Two people demonstrate how a device is used to capture imagery of irises for the Next Generation Identification (NGI) Iris Service.

The FBI hopes law enforcement agencies will incorporate iris-capture technology into their existing biometric processes, like police department booking stations or jail intakes and releases.

The FBI’s biometrics toolkit is growing.

The division of the Bureau that manages the national database of fingerprints recently implemented the Next Generation Identification (NGI) Iris Service, which gives the FBI and partner agencies the ability to capture, catalog, and make rapid comparisons of iris images with a high rate of accuracy.

The human iris—the part of the eye that controls the size of the pupil and defines one’s eye color—contains a unique pattern of ridges and folds that are specific to individuals. In the new system, which went in service on September 29, a subject’s irises are captured using a near-infrared camera, which takes just seconds. The FBI hopes law enforcement agencies will adopt the technology and incorporate it into their existing biometric processes, like police department booking stations or jail intakes and releases.


“We are contacting our partners across the country and encouraging them to initiate this program,” said Special Agent Scott Rago, who heads the Biometric Services Section in the FBI’s Criminal Justice Information Services Division (CJIS). “Having the ability where they don't have to have contact with the individual—it just takes a second or two to look into the device and have your eyes captured and you get a response within a minute—it’s a very, very positive system.”
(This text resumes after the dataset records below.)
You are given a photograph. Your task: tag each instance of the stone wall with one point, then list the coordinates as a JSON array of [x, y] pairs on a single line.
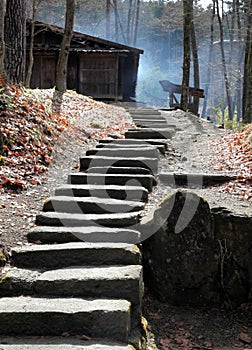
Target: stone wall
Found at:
[[198, 255]]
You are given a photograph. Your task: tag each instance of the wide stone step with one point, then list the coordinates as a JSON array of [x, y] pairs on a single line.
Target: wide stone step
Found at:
[[51, 234], [98, 318], [70, 220], [149, 118], [118, 170], [195, 179], [50, 256], [146, 122], [161, 147], [146, 181], [112, 191], [91, 205], [153, 125], [145, 112], [149, 133], [57, 343], [148, 152], [142, 162], [159, 143], [115, 282]]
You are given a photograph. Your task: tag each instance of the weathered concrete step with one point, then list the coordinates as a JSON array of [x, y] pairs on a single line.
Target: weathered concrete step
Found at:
[[70, 220], [150, 123], [161, 146], [145, 112], [118, 170], [50, 256], [114, 282], [50, 234], [91, 205], [193, 179], [147, 152], [57, 343], [146, 181], [139, 193], [142, 162], [154, 142], [149, 133], [148, 118], [98, 318], [153, 126]]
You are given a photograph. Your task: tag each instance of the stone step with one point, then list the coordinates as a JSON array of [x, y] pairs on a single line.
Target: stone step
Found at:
[[146, 181], [114, 282], [70, 220], [91, 205], [58, 343], [154, 142], [149, 133], [98, 318], [142, 162], [161, 146], [145, 112], [151, 122], [152, 126], [147, 152], [118, 170], [148, 117], [50, 234], [139, 193], [194, 179], [52, 256]]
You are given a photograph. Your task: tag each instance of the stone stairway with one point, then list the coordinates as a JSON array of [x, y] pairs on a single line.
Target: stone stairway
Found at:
[[85, 280]]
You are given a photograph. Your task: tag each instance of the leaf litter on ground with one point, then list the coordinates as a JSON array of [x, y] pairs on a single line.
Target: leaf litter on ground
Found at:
[[31, 122]]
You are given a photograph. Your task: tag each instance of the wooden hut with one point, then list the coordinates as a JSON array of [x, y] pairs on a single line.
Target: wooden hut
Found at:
[[96, 67]]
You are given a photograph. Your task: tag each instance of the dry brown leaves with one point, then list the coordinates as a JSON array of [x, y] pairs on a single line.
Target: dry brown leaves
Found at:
[[31, 122], [234, 156]]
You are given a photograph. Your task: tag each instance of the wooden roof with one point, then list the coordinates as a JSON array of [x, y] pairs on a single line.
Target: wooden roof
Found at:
[[84, 40]]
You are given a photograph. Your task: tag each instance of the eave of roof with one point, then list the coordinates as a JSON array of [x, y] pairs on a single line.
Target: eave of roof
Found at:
[[80, 36]]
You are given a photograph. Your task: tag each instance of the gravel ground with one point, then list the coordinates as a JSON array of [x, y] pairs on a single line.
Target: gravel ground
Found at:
[[194, 148]]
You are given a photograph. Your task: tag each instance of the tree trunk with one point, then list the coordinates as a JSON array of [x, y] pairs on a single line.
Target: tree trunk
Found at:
[[186, 58], [61, 71], [247, 83], [129, 21], [196, 76], [137, 22], [15, 43], [2, 43], [224, 64], [108, 19], [210, 64], [31, 59], [116, 20]]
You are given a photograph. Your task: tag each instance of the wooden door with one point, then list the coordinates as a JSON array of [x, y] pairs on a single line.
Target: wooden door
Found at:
[[98, 75]]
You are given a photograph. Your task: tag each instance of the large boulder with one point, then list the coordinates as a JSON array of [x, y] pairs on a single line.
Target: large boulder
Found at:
[[180, 262]]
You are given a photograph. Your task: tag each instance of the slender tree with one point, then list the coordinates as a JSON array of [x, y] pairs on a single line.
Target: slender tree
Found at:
[[223, 58], [187, 17], [35, 4], [247, 83], [196, 75], [2, 42], [15, 43], [210, 65], [61, 71]]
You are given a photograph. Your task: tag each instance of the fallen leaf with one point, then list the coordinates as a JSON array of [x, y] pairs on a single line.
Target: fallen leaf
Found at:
[[245, 338]]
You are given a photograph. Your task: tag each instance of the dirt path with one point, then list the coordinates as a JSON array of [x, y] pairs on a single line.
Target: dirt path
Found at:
[[172, 327]]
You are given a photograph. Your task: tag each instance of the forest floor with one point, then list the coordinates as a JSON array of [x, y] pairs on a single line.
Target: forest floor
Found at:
[[42, 135]]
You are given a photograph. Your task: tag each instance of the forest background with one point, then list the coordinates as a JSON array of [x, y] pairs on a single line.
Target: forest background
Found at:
[[157, 27]]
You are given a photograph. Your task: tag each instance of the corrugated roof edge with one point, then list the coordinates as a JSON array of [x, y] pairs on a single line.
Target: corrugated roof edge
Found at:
[[78, 35]]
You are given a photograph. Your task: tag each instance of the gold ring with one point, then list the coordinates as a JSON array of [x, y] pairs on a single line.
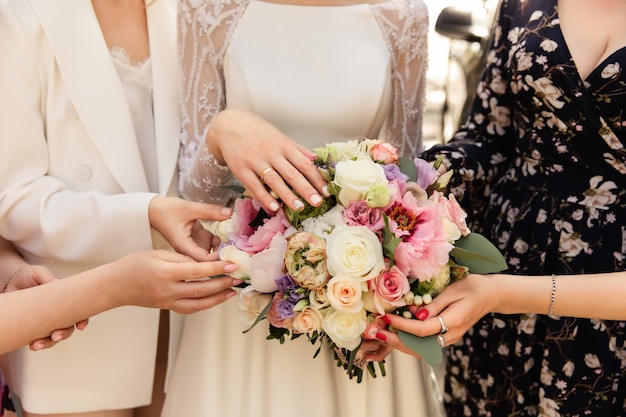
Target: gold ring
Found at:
[[444, 328], [264, 173]]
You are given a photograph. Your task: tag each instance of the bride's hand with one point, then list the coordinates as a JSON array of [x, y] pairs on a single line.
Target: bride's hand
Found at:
[[258, 154], [177, 221]]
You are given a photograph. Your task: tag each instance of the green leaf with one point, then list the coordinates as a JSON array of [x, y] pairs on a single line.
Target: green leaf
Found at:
[[261, 317], [427, 347], [478, 254], [407, 167]]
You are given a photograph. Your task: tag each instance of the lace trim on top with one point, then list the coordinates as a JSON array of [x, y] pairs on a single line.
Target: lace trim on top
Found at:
[[135, 72], [204, 32]]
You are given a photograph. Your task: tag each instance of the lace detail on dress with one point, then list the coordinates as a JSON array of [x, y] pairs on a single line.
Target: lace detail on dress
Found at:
[[135, 72], [205, 30]]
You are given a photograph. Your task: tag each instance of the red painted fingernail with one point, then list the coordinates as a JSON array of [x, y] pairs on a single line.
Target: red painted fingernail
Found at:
[[422, 314]]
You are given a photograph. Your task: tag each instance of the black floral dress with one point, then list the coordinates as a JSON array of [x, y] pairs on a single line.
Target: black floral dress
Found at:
[[540, 165]]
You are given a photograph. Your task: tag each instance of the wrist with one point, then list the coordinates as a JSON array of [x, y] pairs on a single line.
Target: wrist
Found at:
[[11, 277]]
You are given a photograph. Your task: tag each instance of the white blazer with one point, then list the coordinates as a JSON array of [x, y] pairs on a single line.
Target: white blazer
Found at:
[[73, 193]]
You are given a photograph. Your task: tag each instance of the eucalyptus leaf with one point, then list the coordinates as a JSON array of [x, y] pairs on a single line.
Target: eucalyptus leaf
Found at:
[[478, 254], [261, 317], [427, 347]]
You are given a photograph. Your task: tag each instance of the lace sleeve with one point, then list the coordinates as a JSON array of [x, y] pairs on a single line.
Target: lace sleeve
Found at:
[[204, 29], [404, 24]]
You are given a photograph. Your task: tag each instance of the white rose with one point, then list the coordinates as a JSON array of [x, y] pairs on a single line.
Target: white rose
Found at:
[[345, 329], [354, 251], [344, 294], [240, 258], [251, 304], [309, 320], [355, 178]]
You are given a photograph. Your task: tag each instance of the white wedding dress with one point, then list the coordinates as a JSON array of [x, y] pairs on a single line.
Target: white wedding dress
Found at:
[[320, 74]]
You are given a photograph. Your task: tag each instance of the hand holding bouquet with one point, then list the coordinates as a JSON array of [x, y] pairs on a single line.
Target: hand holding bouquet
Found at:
[[387, 240]]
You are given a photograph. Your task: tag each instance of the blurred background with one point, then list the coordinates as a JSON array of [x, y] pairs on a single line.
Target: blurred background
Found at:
[[459, 33]]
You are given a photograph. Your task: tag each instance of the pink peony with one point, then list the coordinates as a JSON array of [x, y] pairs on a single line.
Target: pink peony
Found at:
[[426, 250], [360, 214]]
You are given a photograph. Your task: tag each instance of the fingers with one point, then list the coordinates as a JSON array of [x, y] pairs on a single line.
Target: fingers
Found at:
[[201, 295]]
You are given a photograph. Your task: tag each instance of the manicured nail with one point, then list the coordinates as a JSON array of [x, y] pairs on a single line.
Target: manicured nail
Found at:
[[316, 199]]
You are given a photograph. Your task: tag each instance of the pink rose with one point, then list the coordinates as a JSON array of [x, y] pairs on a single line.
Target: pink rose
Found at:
[[374, 325], [274, 317], [386, 291]]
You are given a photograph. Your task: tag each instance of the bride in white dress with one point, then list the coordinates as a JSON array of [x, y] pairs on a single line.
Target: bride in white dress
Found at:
[[320, 73]]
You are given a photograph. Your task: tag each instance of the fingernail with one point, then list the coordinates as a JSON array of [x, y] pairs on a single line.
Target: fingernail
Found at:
[[316, 199]]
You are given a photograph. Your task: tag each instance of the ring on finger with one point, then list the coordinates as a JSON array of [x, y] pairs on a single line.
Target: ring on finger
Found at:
[[444, 328], [264, 173]]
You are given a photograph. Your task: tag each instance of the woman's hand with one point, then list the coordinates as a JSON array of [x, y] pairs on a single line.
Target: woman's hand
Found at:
[[460, 306], [177, 221], [258, 154], [168, 280]]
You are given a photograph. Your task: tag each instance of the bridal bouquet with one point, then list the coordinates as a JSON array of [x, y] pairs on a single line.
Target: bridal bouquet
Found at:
[[387, 240]]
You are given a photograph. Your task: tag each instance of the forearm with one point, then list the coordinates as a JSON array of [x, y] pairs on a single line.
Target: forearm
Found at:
[[35, 312], [10, 263], [582, 295]]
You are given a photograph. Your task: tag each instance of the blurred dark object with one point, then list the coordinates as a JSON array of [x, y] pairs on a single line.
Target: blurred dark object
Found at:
[[469, 29]]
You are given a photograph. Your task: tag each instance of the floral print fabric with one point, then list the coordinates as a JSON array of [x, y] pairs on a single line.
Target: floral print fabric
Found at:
[[541, 167]]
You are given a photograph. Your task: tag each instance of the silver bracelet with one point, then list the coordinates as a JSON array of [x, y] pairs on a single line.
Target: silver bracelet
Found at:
[[6, 284], [552, 295]]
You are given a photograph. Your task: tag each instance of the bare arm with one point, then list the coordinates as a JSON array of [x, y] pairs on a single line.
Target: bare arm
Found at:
[[157, 279], [462, 304]]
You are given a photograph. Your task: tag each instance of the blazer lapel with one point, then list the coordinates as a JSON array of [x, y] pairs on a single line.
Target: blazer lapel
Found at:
[[166, 87], [93, 85]]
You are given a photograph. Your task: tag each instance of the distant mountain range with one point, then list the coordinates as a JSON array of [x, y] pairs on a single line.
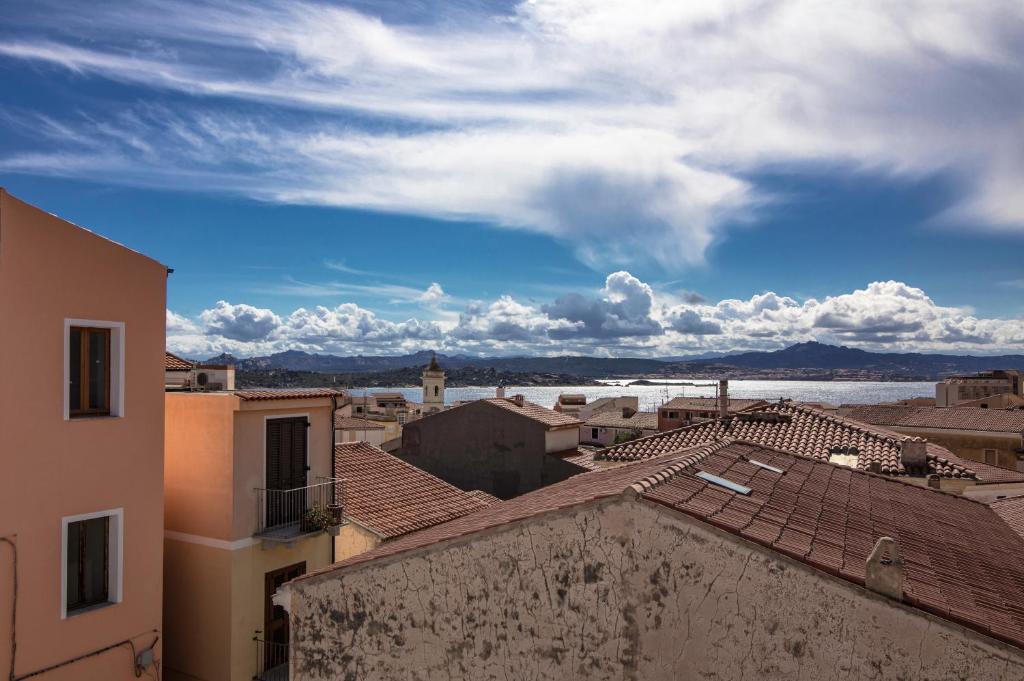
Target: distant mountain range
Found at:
[[801, 360]]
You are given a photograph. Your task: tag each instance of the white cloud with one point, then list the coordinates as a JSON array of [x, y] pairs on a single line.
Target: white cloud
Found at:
[[626, 133], [627, 317]]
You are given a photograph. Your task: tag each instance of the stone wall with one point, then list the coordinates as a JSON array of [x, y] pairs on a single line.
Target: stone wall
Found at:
[[619, 590]]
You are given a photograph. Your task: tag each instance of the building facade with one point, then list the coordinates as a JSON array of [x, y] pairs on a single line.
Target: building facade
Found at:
[[82, 417], [500, 445], [251, 502], [651, 571]]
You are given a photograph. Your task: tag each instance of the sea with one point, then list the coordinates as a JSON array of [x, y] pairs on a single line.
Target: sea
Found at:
[[835, 392]]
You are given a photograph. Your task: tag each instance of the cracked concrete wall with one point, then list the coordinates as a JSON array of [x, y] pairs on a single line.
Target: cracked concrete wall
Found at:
[[619, 590]]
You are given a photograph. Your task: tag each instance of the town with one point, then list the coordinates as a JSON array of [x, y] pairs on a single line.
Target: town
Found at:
[[157, 519]]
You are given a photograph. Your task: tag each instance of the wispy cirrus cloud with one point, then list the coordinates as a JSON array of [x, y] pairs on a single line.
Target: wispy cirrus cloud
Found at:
[[629, 134]]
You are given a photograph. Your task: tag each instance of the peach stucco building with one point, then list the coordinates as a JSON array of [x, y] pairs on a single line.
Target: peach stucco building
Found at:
[[82, 417], [243, 469]]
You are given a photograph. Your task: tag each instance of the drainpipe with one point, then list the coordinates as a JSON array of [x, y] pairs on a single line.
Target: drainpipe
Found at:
[[334, 454]]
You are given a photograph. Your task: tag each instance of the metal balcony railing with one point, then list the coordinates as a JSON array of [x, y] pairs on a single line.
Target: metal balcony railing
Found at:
[[271, 661], [285, 514]]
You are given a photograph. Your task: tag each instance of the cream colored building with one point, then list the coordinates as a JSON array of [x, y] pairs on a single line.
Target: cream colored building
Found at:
[[243, 472]]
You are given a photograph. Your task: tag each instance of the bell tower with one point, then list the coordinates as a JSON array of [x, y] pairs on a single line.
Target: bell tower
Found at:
[[433, 387]]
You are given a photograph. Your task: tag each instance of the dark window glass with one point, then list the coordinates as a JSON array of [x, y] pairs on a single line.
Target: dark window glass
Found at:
[[88, 567], [75, 366], [89, 381]]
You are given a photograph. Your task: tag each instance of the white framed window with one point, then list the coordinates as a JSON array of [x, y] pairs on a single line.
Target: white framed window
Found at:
[[94, 369], [91, 561]]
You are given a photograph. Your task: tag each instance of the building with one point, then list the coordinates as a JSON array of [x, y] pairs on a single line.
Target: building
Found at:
[[433, 387], [354, 429], [570, 403], [987, 435], [250, 502], [608, 428], [82, 417], [956, 389], [385, 499], [503, 445], [727, 560], [681, 412], [180, 374]]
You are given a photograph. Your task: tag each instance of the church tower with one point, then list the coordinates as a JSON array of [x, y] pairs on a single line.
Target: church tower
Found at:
[[433, 387]]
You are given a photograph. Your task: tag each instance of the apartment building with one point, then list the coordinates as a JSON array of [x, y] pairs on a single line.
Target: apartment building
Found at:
[[725, 560], [82, 417], [956, 389], [251, 503]]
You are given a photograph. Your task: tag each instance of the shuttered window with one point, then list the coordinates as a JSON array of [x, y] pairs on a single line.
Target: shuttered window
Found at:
[[88, 562], [89, 372]]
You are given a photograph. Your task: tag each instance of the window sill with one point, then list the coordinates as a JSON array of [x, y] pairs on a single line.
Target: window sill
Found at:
[[88, 608]]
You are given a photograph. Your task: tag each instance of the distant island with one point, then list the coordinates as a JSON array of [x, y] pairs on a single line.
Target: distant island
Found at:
[[803, 362]]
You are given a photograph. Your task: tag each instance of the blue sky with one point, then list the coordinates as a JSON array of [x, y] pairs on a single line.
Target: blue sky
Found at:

To date, the iris image repository contains 1.38 million enrollments submitted from federal, state, and local databases after they were collected during criminal bookings, incarcerations, or other legal proceedings. The iris images won’t replace fingerprints, which the FBI has collected and analyzed for nearly a century; they are a secondary biometric, or supplement, to the traditional collection of 10-finger prints and palm prints.

The Bureau’s fingerprint database—Next Generation Identification—contains more than 70 million prints of criminal subjects and more than 30 million civil fingerprints from background checks.

Rago said he hopes to see the iris image database grow to where it can make an impact on solving cases.

During the pilot period, which began in September 2013, several correctional systems incorporated iris collection into their processes, which enabled staff to get positive identifications—without physical contact—on inmates as they transferred in and out of facilities. The seven-year pilot enabled the FBI to build the criminal iris repository as well as assess privacy policies, best practices, and other requirements.

In the new system, so-called probe images of a subject’s left and right irises are captured at close range in a controlled setting. The images can then be searched against all the irises in the FBI’s repository. The process takes about a minute. A match will return the subject’s biographic data along with their criminal record, select National Crime Information Center record data, and, in some cases, a mug shot.

The Iris Service is the latest addition to the Bureau’s NGI System, which is the world’s largest and most efficient electronic repository of biometric and criminal information. In addition to repositories for irises and fingerprints, NGI includes 30 million criminal mugshots that law enforcement partners can search against.

Rago said he expects the NGI Iris Service to appeal to police and correctional workers because it’s fast, easy to use, and hands-off.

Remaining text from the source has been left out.